First, the only people actually making that comparison are within Campagnolo or really, really dedicated enthusiasts - and they are missing the point. The danger to Campagnolo is not that SR WL doesn't work as well as DADi2 (it may or may not do, I haven't ridden it) it is that the brand is not
aspirational,
especially to those under 40, in the way that a Rolex is. A Rolex, outside the watchweenie world, is a status symbol; to buy a Rolex is to show you have made it. People who know nothing about watches know what a Rolex means.
I am not being unkind to Campagnolo, I don't think, to suggest that people do not view a SR WL groupset the same way.

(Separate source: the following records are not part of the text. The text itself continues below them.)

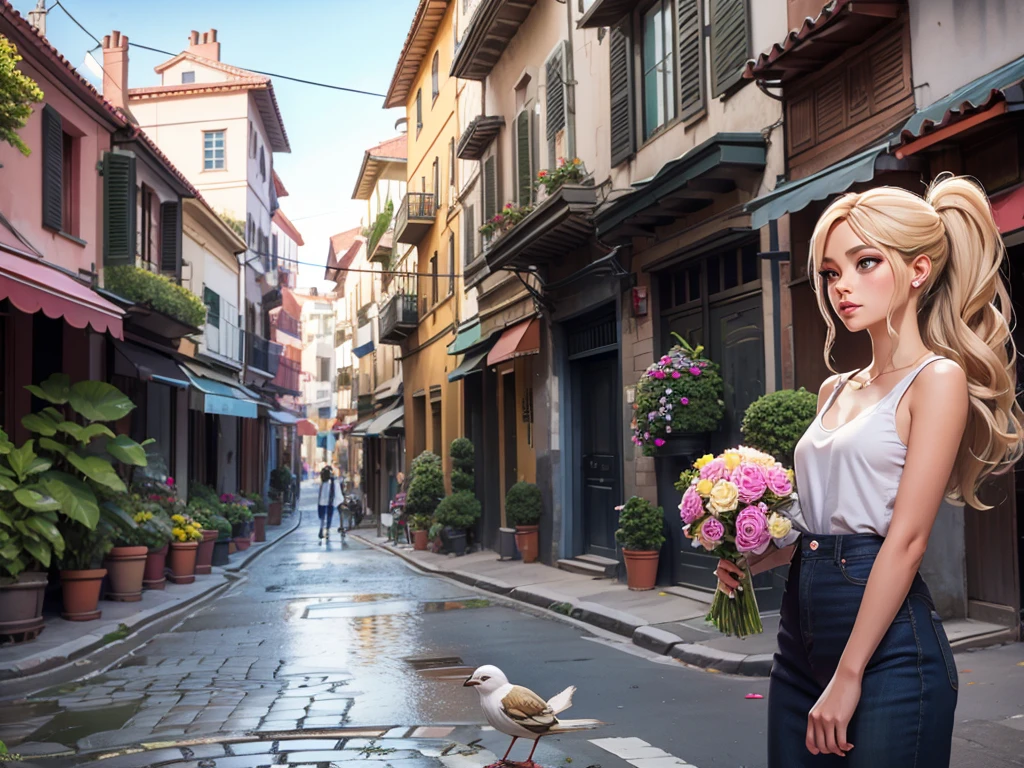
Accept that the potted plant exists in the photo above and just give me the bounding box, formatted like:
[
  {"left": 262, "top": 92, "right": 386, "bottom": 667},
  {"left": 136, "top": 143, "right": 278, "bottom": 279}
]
[
  {"left": 246, "top": 492, "right": 268, "bottom": 542},
  {"left": 409, "top": 514, "right": 431, "bottom": 550},
  {"left": 631, "top": 334, "right": 725, "bottom": 457},
  {"left": 268, "top": 467, "right": 291, "bottom": 525},
  {"left": 221, "top": 495, "right": 254, "bottom": 551},
  {"left": 185, "top": 500, "right": 219, "bottom": 575},
  {"left": 132, "top": 506, "right": 174, "bottom": 590},
  {"left": 428, "top": 521, "right": 445, "bottom": 554},
  {"left": 405, "top": 450, "right": 444, "bottom": 543},
  {"left": 534, "top": 157, "right": 589, "bottom": 197},
  {"left": 7, "top": 375, "right": 150, "bottom": 624},
  {"left": 740, "top": 388, "right": 818, "bottom": 467},
  {"left": 506, "top": 482, "right": 542, "bottom": 563},
  {"left": 208, "top": 513, "right": 232, "bottom": 566},
  {"left": 435, "top": 492, "right": 481, "bottom": 556},
  {"left": 614, "top": 496, "right": 666, "bottom": 591},
  {"left": 103, "top": 494, "right": 151, "bottom": 602},
  {"left": 167, "top": 512, "right": 203, "bottom": 584}
]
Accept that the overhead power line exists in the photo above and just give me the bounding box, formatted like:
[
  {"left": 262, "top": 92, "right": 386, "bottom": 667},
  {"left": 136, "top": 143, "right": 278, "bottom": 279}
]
[{"left": 53, "top": 1, "right": 388, "bottom": 99}]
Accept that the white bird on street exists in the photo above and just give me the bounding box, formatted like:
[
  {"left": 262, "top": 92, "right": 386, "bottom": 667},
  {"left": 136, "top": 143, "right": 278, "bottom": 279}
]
[{"left": 464, "top": 664, "right": 602, "bottom": 766}]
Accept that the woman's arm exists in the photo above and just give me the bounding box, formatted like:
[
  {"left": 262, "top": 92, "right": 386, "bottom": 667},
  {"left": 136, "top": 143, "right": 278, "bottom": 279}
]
[{"left": 806, "top": 360, "right": 969, "bottom": 757}]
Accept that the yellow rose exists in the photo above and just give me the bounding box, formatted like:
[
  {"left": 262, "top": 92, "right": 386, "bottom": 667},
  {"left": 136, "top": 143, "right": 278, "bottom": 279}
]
[
  {"left": 694, "top": 454, "right": 715, "bottom": 470},
  {"left": 708, "top": 480, "right": 739, "bottom": 515},
  {"left": 768, "top": 512, "right": 792, "bottom": 539},
  {"left": 723, "top": 451, "right": 742, "bottom": 471},
  {"left": 696, "top": 478, "right": 714, "bottom": 496}
]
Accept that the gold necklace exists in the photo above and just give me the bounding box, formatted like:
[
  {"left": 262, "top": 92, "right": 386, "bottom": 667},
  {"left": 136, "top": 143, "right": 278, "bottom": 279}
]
[{"left": 848, "top": 352, "right": 932, "bottom": 390}]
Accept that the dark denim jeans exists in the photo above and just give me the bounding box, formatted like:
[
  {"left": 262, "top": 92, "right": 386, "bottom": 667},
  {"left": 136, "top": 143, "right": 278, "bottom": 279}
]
[
  {"left": 768, "top": 534, "right": 958, "bottom": 767},
  {"left": 317, "top": 504, "right": 334, "bottom": 529}
]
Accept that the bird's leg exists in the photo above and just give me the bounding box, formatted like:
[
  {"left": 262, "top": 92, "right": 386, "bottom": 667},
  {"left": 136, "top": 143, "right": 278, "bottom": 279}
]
[
  {"left": 523, "top": 736, "right": 541, "bottom": 766},
  {"left": 501, "top": 737, "right": 518, "bottom": 762}
]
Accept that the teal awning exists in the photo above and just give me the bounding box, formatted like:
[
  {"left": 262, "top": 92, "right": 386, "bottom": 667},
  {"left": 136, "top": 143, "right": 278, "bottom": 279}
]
[
  {"left": 447, "top": 320, "right": 481, "bottom": 355},
  {"left": 183, "top": 370, "right": 258, "bottom": 419},
  {"left": 901, "top": 54, "right": 1024, "bottom": 140},
  {"left": 268, "top": 410, "right": 299, "bottom": 425},
  {"left": 448, "top": 346, "right": 490, "bottom": 383},
  {"left": 746, "top": 142, "right": 890, "bottom": 230}
]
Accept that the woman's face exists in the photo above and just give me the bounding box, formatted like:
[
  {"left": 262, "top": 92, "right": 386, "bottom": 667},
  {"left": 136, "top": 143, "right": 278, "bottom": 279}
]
[{"left": 818, "top": 220, "right": 897, "bottom": 333}]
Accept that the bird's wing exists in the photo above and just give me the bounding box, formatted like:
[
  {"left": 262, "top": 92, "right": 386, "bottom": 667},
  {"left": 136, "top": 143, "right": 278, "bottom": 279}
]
[
  {"left": 501, "top": 685, "right": 557, "bottom": 734},
  {"left": 546, "top": 685, "right": 575, "bottom": 715}
]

Moreover, any company with any sense cannot afford to have an ageing demographic (unless that demographic will be replaced with other ageing buyers - i.e. a hearing aid manufacturer
). Who buys Campagnolo when the >50 crowd struggle to turn a pedal in anger or decide it's not worth replacing their bikes? Even worse, Campagnolo have risked accelerating that process by forcing all the diehards (who have, in the main, plenty of the disposable) onto disc if they want the new flagship.
You don't see Rolex doing things like that. They have kept their essential designs the same. They haven't moved to quartz; they haven't fundamentally changed their aesthetic.
Rolex would have kept the thumbshifter, if you'll excuse a forced analogy.
Now maybe the guys at Campagnolo have this all figured out, are chuckling into their aperitivos as I write, and the pricing strategy is designed specifically to make the brand the Rolex equivalent. And here the analogy works a bit better; it doesn't matter that it's not obviously better than something cheaper, because that's not the point. But the transition to that status isn't automatic and it isn't without (huge) risk.
It's always easier to criticise than to create (hence the old saying 'any fool can criticise, and most fools do') but the fact that so many individuals don't so much dislike the groupset as think the brand is missing a series of open goals has to sound a dim warning bell somewhere in Vicenza.